Pericyte recruitment in obesity and tumor vascularization. A and B, confocal immunofluorescence analysis of sections from E0771 tumors with anti-GFP (green) and anti-CD31 (red) antibodies. Shown for lean and obese GFP/RFP chimeras are internal tumor areas at low (A) and high (B) magnification. Blood vessels (red) contain luminal GFP⁺CD31⁺ endothelial cells (yellow arrows) and perivascular/stromal GFP⁺CD31⁻ cells (green arrows). Note increased pericyte coverage and dilation of tumor vessels in obese mice. C, quantitative vasculature analysis in E0771 tumors from lean and obese mice. Vascular density was assessed as mean number of vessels per ×100 view field. Blood vessel size was assessed as mean lumen width for all vessels scored. Blood vessel maturity was assessed as mean percentage of vessels associated with desmin-positive pericytes among all vessels scored. Error bar, SEM. D, confocal immunofluorescence tumor analysis with anti-GFP (green) and anti-desmin (red) antibodies. Yellow signal upon digital channel merging indicates GFP⁺ pericytes, which is confirmed by Z-stack projections of median series for individual cells in the indicated magnified area (bottom). E, confocal immunofluorescence analysis of internal areas from E0771 tumors grown in lean and obese GFP/RFP chimeras with anti-GFP (green) and anti-α-SMA (red) antibodies. Nuclei are stained blue (TO-PRO-3). Scale bar, 100 μm.

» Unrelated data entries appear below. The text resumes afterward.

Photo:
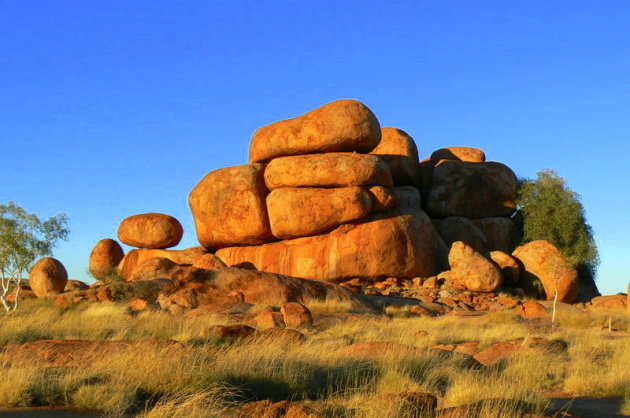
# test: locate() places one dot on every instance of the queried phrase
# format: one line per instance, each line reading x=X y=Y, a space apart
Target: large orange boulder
x=500 y=233
x=104 y=259
x=300 y=212
x=401 y=243
x=457 y=228
x=343 y=125
x=468 y=154
x=472 y=190
x=48 y=277
x=136 y=257
x=472 y=269
x=400 y=152
x=150 y=230
x=545 y=264
x=509 y=266
x=335 y=169
x=229 y=207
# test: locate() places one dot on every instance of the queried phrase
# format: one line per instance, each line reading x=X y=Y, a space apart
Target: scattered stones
x=104 y=259
x=544 y=263
x=296 y=315
x=472 y=269
x=150 y=230
x=48 y=277
x=343 y=125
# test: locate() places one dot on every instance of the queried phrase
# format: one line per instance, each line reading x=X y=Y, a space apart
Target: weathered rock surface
x=48 y=277
x=544 y=263
x=150 y=230
x=336 y=169
x=136 y=257
x=383 y=198
x=104 y=259
x=472 y=269
x=343 y=125
x=400 y=152
x=400 y=242
x=499 y=232
x=457 y=228
x=471 y=190
x=467 y=154
x=195 y=287
x=299 y=212
x=229 y=207
x=509 y=266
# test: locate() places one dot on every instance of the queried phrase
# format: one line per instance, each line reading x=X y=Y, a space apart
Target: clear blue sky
x=112 y=108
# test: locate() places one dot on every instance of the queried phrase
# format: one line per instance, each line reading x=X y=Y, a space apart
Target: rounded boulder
x=105 y=257
x=150 y=230
x=48 y=277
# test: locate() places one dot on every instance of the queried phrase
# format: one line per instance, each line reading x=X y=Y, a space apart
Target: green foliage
x=24 y=238
x=549 y=210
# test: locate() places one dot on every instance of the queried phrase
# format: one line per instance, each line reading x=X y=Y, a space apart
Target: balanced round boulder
x=509 y=266
x=468 y=154
x=400 y=152
x=545 y=264
x=105 y=258
x=472 y=269
x=343 y=125
x=457 y=228
x=334 y=169
x=48 y=277
x=472 y=190
x=229 y=207
x=150 y=230
x=300 y=212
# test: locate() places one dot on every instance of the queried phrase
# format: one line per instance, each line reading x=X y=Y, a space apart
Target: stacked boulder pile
x=330 y=196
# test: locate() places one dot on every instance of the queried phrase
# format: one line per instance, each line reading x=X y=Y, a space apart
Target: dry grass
x=208 y=379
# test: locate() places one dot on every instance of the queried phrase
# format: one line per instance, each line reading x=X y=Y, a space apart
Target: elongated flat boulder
x=545 y=264
x=401 y=243
x=136 y=257
x=300 y=212
x=468 y=154
x=334 y=169
x=229 y=207
x=400 y=152
x=150 y=230
x=343 y=125
x=471 y=190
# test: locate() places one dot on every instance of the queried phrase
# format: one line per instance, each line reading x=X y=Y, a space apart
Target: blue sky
x=109 y=109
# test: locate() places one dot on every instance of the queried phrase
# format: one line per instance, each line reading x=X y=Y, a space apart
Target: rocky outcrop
x=544 y=264
x=337 y=169
x=401 y=242
x=229 y=207
x=467 y=154
x=343 y=125
x=471 y=190
x=473 y=270
x=150 y=230
x=139 y=256
x=457 y=228
x=48 y=277
x=104 y=259
x=299 y=212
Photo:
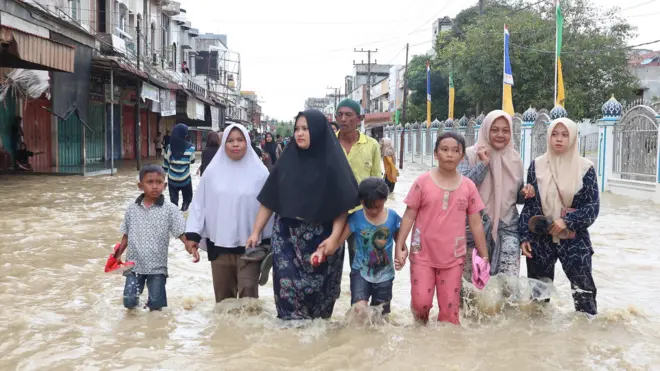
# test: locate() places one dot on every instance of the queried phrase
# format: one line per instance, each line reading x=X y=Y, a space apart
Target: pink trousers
x=446 y=282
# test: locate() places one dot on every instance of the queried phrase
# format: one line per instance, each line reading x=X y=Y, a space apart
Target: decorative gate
x=636 y=145
x=515 y=135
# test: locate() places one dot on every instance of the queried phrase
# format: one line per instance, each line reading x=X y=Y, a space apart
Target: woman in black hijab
x=270 y=146
x=311 y=190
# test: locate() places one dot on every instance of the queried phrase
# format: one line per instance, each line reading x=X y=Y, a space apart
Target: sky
x=291 y=50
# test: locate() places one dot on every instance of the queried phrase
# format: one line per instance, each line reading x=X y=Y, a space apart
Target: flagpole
x=556 y=46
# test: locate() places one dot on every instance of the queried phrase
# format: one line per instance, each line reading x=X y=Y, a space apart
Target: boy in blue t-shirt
x=375 y=228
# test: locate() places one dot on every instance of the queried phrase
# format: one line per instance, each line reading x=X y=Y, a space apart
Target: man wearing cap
x=362 y=151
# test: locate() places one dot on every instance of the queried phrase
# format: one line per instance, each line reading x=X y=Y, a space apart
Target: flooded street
x=61 y=312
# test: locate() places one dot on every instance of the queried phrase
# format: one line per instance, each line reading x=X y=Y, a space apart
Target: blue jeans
x=380 y=293
x=135 y=285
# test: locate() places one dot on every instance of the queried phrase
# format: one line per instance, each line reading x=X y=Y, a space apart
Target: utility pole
x=403 y=111
x=368 y=51
x=336 y=95
x=138 y=130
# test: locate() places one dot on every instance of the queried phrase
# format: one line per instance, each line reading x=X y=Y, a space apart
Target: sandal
x=266 y=265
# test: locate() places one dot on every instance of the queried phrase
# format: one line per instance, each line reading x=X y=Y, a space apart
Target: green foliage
x=594 y=60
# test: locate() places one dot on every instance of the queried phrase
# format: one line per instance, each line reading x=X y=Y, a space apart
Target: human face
x=347 y=119
x=301 y=133
x=152 y=185
x=449 y=154
x=560 y=139
x=500 y=133
x=376 y=210
x=236 y=145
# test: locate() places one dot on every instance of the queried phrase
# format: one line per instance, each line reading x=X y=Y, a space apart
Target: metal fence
x=636 y=145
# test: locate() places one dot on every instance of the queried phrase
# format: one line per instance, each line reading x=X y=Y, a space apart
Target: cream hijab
x=560 y=173
x=499 y=190
x=225 y=204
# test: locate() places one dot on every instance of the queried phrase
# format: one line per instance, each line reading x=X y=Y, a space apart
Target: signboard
x=167 y=103
x=149 y=92
x=215 y=118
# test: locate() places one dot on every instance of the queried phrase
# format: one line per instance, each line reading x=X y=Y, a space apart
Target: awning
x=24 y=50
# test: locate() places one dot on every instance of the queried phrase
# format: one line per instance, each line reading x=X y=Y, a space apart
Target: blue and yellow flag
x=507 y=99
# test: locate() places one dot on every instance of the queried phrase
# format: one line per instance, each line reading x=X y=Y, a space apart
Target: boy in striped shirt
x=179 y=155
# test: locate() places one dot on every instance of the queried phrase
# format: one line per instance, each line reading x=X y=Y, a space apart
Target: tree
x=594 y=58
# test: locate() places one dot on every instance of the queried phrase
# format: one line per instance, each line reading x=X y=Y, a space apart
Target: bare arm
x=262 y=218
x=406 y=225
x=474 y=220
x=122 y=246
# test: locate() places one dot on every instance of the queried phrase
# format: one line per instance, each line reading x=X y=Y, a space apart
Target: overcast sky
x=291 y=50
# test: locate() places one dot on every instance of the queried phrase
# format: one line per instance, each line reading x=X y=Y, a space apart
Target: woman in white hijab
x=496 y=169
x=567 y=193
x=222 y=212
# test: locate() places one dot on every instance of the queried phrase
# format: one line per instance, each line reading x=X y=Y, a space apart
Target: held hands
x=528 y=191
x=192 y=248
x=557 y=227
x=482 y=152
x=400 y=256
x=253 y=241
x=527 y=249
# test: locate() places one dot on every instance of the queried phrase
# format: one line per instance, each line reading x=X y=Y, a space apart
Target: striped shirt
x=178 y=170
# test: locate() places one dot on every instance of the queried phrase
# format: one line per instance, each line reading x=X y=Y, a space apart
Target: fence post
x=612 y=111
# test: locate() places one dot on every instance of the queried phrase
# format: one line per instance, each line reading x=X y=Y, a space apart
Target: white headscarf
x=499 y=189
x=225 y=204
x=560 y=172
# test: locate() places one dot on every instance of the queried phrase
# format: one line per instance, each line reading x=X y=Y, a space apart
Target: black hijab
x=271 y=147
x=314 y=184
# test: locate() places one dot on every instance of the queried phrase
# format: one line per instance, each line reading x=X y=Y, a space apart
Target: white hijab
x=560 y=173
x=225 y=204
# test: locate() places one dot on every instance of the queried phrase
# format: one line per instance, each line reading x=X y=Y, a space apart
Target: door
x=37 y=133
x=128 y=133
x=95 y=141
x=69 y=141
x=144 y=134
x=115 y=130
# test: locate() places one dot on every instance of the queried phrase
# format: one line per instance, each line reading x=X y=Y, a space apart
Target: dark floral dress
x=301 y=290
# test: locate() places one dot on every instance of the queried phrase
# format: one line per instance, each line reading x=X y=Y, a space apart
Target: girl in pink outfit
x=438 y=204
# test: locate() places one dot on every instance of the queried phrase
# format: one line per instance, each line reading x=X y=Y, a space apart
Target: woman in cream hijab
x=566 y=192
x=496 y=169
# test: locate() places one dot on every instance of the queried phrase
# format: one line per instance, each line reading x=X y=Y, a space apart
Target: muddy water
x=59 y=311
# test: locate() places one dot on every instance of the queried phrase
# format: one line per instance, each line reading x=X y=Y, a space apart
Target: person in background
x=179 y=155
x=166 y=139
x=23 y=158
x=362 y=152
x=146 y=229
x=271 y=147
x=566 y=192
x=222 y=214
x=158 y=142
x=438 y=204
x=310 y=191
x=212 y=145
x=389 y=161
x=5 y=157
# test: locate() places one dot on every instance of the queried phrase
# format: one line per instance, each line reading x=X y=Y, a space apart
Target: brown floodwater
x=59 y=311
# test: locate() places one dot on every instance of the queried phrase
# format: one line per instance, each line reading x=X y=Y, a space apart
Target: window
x=74 y=9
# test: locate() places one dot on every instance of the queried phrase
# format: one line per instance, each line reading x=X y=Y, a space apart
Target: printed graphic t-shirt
x=438 y=236
x=374 y=246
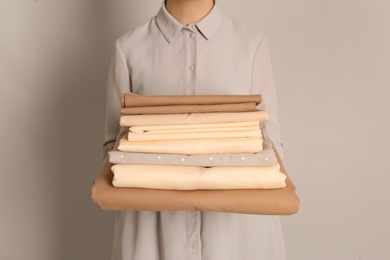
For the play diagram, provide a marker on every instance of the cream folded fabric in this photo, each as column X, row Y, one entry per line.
column 198, row 146
column 173, row 177
column 180, row 109
column 255, row 201
column 133, row 100
column 192, row 118
column 266, row 157
column 194, row 135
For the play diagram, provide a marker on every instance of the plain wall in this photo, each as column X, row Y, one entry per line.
column 331, row 61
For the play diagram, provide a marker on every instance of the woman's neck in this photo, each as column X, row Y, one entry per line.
column 189, row 11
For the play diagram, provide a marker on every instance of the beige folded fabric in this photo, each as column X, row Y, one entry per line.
column 160, row 129
column 192, row 118
column 196, row 146
column 134, row 100
column 194, row 135
column 258, row 201
column 181, row 109
column 178, row 177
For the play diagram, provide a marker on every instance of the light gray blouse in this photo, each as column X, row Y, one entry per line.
column 216, row 55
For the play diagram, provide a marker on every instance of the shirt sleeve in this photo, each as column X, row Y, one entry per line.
column 264, row 84
column 118, row 82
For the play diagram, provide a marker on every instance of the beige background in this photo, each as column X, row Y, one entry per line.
column 331, row 62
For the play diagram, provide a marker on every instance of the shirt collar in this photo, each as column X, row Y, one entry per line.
column 171, row 28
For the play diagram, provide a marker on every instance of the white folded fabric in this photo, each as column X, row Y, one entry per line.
column 170, row 177
column 266, row 157
column 192, row 118
column 199, row 146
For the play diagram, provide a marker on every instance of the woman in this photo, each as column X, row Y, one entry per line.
column 190, row 47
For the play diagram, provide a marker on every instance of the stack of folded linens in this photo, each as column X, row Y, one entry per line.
column 194, row 153
column 184, row 149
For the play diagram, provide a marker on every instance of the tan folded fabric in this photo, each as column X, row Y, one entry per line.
column 179, row 177
column 196, row 146
column 159, row 129
column 181, row 109
column 134, row 100
column 259, row 201
column 193, row 118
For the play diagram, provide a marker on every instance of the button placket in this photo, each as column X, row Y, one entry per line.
column 193, row 235
column 190, row 62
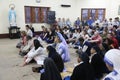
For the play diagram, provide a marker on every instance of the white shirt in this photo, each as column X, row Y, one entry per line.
column 29, row 33
column 38, row 55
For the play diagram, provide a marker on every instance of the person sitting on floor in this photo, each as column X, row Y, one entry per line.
column 83, row 71
column 97, row 62
column 23, row 40
column 112, row 60
column 62, row 47
column 29, row 32
column 50, row 71
column 52, row 53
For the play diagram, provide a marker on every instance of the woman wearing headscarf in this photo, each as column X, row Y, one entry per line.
column 36, row 53
column 97, row 62
column 112, row 60
column 56, row 58
column 83, row 71
column 62, row 47
column 50, row 71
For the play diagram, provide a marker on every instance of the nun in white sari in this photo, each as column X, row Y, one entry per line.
column 112, row 60
column 62, row 47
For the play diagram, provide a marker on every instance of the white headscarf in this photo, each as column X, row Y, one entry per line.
column 112, row 58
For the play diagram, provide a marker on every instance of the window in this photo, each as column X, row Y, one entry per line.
column 36, row 14
column 94, row 13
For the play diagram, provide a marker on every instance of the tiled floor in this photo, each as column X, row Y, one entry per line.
column 10, row 62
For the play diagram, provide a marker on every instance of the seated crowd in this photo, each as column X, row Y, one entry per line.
column 97, row 44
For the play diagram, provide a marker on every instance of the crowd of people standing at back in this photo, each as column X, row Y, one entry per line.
column 92, row 39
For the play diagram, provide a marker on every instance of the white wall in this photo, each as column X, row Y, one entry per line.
column 110, row 5
column 73, row 12
column 19, row 8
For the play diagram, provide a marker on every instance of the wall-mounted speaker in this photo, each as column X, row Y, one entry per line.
column 63, row 5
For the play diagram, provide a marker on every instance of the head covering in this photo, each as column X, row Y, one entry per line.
column 84, row 57
column 96, row 48
column 52, row 51
column 56, row 58
column 112, row 58
column 51, row 71
column 61, row 38
column 37, row 44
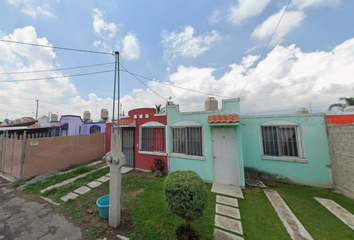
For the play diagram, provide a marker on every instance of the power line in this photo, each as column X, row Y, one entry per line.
column 61, row 48
column 260, row 58
column 168, row 84
column 57, row 69
column 49, row 78
column 143, row 83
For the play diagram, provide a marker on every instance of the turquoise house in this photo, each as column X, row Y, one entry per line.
column 293, row 147
column 218, row 145
column 207, row 142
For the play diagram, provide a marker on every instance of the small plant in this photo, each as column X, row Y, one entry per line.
column 159, row 165
column 186, row 196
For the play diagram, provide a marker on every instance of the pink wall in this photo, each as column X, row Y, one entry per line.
column 144, row 161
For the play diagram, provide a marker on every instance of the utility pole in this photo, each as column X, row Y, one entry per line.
column 116, row 158
column 37, row 100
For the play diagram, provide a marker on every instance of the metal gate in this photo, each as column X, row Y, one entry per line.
column 128, row 146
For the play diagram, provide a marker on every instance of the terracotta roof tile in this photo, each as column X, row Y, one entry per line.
column 226, row 118
column 125, row 121
column 35, row 125
column 59, row 125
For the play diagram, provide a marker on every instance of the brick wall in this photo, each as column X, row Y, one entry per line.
column 341, row 146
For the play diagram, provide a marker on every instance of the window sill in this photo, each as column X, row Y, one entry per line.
column 285, row 159
column 180, row 155
column 152, row 153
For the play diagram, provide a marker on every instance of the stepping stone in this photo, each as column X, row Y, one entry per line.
column 227, row 201
column 221, row 235
column 227, row 190
column 82, row 190
column 294, row 227
column 103, row 179
column 228, row 224
column 228, row 211
column 338, row 211
column 94, row 184
column 69, row 196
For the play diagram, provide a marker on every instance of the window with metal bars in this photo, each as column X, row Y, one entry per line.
column 152, row 139
column 187, row 140
column 281, row 141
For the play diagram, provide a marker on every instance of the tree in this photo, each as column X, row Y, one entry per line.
column 186, row 196
column 348, row 102
column 159, row 109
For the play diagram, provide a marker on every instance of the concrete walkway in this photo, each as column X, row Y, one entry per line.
column 227, row 215
column 294, row 227
column 26, row 217
column 338, row 211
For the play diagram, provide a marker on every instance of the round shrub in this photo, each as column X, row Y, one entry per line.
column 185, row 194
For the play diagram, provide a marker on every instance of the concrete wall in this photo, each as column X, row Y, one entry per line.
column 55, row 153
column 342, row 153
column 312, row 170
column 202, row 166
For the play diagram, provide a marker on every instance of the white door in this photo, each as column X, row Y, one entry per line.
column 225, row 156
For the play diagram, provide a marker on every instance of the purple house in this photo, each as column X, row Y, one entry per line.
column 70, row 125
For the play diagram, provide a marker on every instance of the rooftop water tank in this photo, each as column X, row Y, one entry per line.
column 211, row 104
column 104, row 114
column 87, row 116
column 302, row 111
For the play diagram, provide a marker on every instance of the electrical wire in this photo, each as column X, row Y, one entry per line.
column 143, row 83
column 54, row 47
column 260, row 58
column 50, row 78
column 57, row 69
column 175, row 86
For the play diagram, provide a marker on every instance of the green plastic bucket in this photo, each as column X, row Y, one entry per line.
column 103, row 206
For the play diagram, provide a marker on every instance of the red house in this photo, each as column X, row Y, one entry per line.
column 143, row 138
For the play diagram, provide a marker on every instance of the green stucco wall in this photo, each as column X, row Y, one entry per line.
column 314, row 172
column 203, row 167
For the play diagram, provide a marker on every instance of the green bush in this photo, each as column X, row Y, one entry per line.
column 186, row 195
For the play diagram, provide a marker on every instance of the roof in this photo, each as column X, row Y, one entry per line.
column 225, row 118
column 125, row 121
column 59, row 124
column 20, row 124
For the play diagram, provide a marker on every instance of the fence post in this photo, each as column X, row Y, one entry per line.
column 13, row 150
column 23, row 154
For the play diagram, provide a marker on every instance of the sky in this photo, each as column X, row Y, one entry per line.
column 180, row 50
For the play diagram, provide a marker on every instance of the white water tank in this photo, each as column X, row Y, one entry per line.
column 302, row 111
column 87, row 116
column 211, row 104
column 53, row 117
column 104, row 115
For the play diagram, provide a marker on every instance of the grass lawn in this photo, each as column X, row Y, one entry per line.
column 152, row 219
column 260, row 221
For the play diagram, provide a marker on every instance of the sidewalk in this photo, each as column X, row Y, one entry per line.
column 26, row 217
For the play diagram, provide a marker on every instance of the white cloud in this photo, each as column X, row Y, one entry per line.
column 186, row 43
column 246, row 9
column 215, row 16
column 101, row 28
column 304, row 4
column 287, row 78
column 290, row 21
column 131, row 48
column 33, row 8
column 16, row 58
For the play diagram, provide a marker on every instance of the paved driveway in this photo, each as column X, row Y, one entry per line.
column 27, row 217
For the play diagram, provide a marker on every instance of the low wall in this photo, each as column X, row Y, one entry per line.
column 341, row 147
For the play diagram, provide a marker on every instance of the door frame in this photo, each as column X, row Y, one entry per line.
column 236, row 155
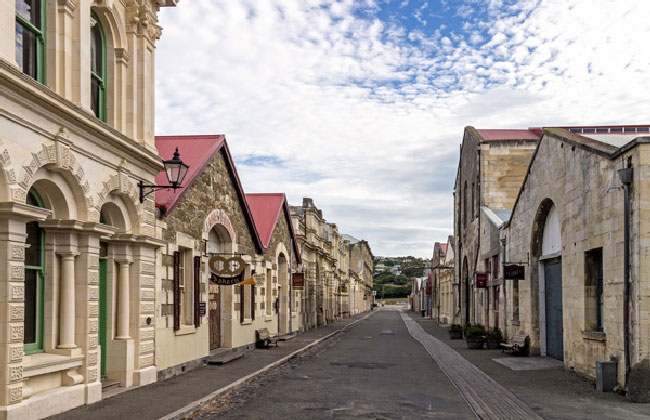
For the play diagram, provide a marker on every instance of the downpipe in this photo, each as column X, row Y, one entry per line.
column 626, row 176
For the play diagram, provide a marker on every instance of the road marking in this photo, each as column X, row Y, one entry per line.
column 486, row 397
column 198, row 404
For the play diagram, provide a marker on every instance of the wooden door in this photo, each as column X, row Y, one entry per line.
column 553, row 302
column 214, row 321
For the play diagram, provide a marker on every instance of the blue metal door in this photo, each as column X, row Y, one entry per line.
column 553, row 301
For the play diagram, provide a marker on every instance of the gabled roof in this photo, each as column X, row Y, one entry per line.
column 197, row 152
column 266, row 208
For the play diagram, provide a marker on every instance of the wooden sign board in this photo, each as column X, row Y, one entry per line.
column 514, row 272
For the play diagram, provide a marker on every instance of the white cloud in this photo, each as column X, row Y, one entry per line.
column 366, row 117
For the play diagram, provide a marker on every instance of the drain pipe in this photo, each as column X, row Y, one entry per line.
column 626, row 175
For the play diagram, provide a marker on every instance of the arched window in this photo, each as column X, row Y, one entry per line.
column 97, row 68
column 30, row 38
column 34, row 281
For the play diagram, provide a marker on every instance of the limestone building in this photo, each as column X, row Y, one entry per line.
column 492, row 166
column 211, row 216
column 76, row 124
column 567, row 229
column 443, row 282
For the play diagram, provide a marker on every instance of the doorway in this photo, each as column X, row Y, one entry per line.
column 553, row 308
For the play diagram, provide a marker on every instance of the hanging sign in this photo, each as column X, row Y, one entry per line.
column 298, row 280
column 481, row 280
column 514, row 272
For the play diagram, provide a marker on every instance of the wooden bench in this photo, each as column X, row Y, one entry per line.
column 263, row 338
column 518, row 345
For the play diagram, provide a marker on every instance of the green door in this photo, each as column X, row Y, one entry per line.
column 103, row 298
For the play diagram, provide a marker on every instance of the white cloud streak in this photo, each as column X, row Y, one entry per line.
column 367, row 116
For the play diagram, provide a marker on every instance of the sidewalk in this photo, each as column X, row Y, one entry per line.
column 553, row 394
column 160, row 399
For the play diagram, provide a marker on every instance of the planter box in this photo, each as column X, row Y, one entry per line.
column 456, row 335
column 475, row 343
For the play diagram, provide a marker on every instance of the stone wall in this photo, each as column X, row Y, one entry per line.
column 583, row 185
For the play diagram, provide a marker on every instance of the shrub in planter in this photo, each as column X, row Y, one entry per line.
column 455, row 331
column 475, row 336
column 494, row 338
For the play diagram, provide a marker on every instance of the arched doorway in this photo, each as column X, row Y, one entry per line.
column 547, row 250
column 466, row 299
column 283, row 294
column 219, row 243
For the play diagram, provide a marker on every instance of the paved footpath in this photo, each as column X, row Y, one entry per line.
column 487, row 398
column 158, row 400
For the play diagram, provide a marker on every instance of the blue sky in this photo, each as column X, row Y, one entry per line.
column 361, row 104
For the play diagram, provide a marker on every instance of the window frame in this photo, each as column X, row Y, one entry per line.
column 40, row 41
column 101, row 112
column 38, row 347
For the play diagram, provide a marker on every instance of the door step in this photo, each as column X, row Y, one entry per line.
column 223, row 357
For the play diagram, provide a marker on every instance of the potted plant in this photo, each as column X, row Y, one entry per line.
column 475, row 336
column 455, row 331
column 494, row 338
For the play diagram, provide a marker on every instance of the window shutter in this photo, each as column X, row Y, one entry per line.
column 197, row 291
column 242, row 302
column 252, row 302
column 177, row 291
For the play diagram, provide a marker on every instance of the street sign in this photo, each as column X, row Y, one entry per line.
column 481, row 280
column 514, row 272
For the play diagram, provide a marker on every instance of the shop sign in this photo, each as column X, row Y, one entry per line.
column 514, row 272
column 481, row 280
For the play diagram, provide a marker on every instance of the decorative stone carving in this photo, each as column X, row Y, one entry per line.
column 16, row 332
column 93, row 277
column 92, row 341
column 16, row 352
column 93, row 325
column 17, row 291
column 16, row 373
column 18, row 252
column 15, row 393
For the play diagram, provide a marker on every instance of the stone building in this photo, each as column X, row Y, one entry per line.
column 77, row 121
column 211, row 216
column 443, row 282
column 337, row 268
column 492, row 167
column 567, row 229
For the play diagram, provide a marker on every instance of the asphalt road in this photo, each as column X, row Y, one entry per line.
column 373, row 370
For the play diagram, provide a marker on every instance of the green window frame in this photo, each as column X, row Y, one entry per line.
column 39, row 272
column 32, row 26
column 97, row 68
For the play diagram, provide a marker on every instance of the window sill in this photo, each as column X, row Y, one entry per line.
column 594, row 336
column 42, row 363
column 186, row 330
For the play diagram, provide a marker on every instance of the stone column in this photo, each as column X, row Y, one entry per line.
column 67, row 302
column 123, row 300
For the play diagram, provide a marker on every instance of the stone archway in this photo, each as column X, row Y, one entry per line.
column 546, row 281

Adipogenesis and proliferation associated with tumor vascularization in obesity. A, analysis of sections from tumors by immunofluorescence with antibodies against GFP (green) and perilipin (red). a, GFP⁺ adipocytes containing perilipin⁺ unilocular lipid droplets; b, GFP⁺perilipin⁻ blood vessels. B and C, analysis of sections from tumors with antibodies against GFP (green) and Ki-67 (red). Shown are proliferating tumor cells (arrowheads) and rare proliferating GFP⁺ cells (arrow). Shown are peripheral (A and B) and internal (C) E0771 tumor areas. Tumor capsule indicated with brackets. Scale bar, 100 μm. D, effect of proximity to clusters of intratumoral adipocytes (left) and to clusters of dilated blood vessels (right) on tumor cell proliferation. From 15 representative ×100 view fields, Ki-67+ nuclei were counted among 100 Hoechst 33258–stained nuclei. Shown are mean ± SEM. *, P < 0.05; ***, P < 0.001.